Inductors

 

Inductors are an electronic component that store electrical energy in a magnetic field when electrical current passes through. They are made using an insulated wire wound into a coil. When electricity flows into this coil from left-to-right direction, a magnetic field is generated in the clockwise direction. Hence, inductors oppose any change in current passing through them.

Usually, there are three types of inductors seen in the market:

 

  • Air core inductors
  • Iron core inductors
  • Ferrite-core inductors

 

The air core and iron core inductors carry low inductance, minimal frequency operations, and higher losses. However, ferrite core inductors have a fixed value, high permeability, and high inductance. Therefore, ferrite core inductors are popular and considered a better way out to avoid this problem.

In this article, we’re going to share with you some important information about ferrite core inductors, their characteristics, and their applications.

 

What is a Ferrite-Core Inductor?

 

A Ferrite-Core Inductor is a inductor manufactured with a ferrite core inside its coil. When these solid metal cores are used in inductors, the changing magnetic field exhibits large eddy currents because of the electrical conductivity of the metal. These currents circulate within the inductors alongside the closed-loop of electric current.

 

Ferrite-Core Inductor

Ferrite-Core Inductor

 

Ferrite core inductors are used in a range of electric circuit applications including power conversion, broadband, and interference suppression.

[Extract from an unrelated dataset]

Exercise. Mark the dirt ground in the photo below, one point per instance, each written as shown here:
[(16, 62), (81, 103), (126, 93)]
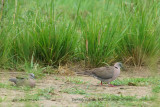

While using ferrite cores in inductors, we consider the following things:

 

  • High saturation
  • High impedance
  • Fewer losses
  • Stability in temperature
  • Properties of the material

 

Why Use Ferrite-Core Inductor?

 

Using Ferrite cores in inductors helps to improve the performance of the inductors by providing high permeability to the coil. It leads to an increase in their magnetic field and inductance. Usually, the permeability level in the ferrite core inductors ranges between 1400 to 15,000, depending on the type of ferrite material used. Thus, ferrite core inductors boast of high inductance as compared to other inductors with air core.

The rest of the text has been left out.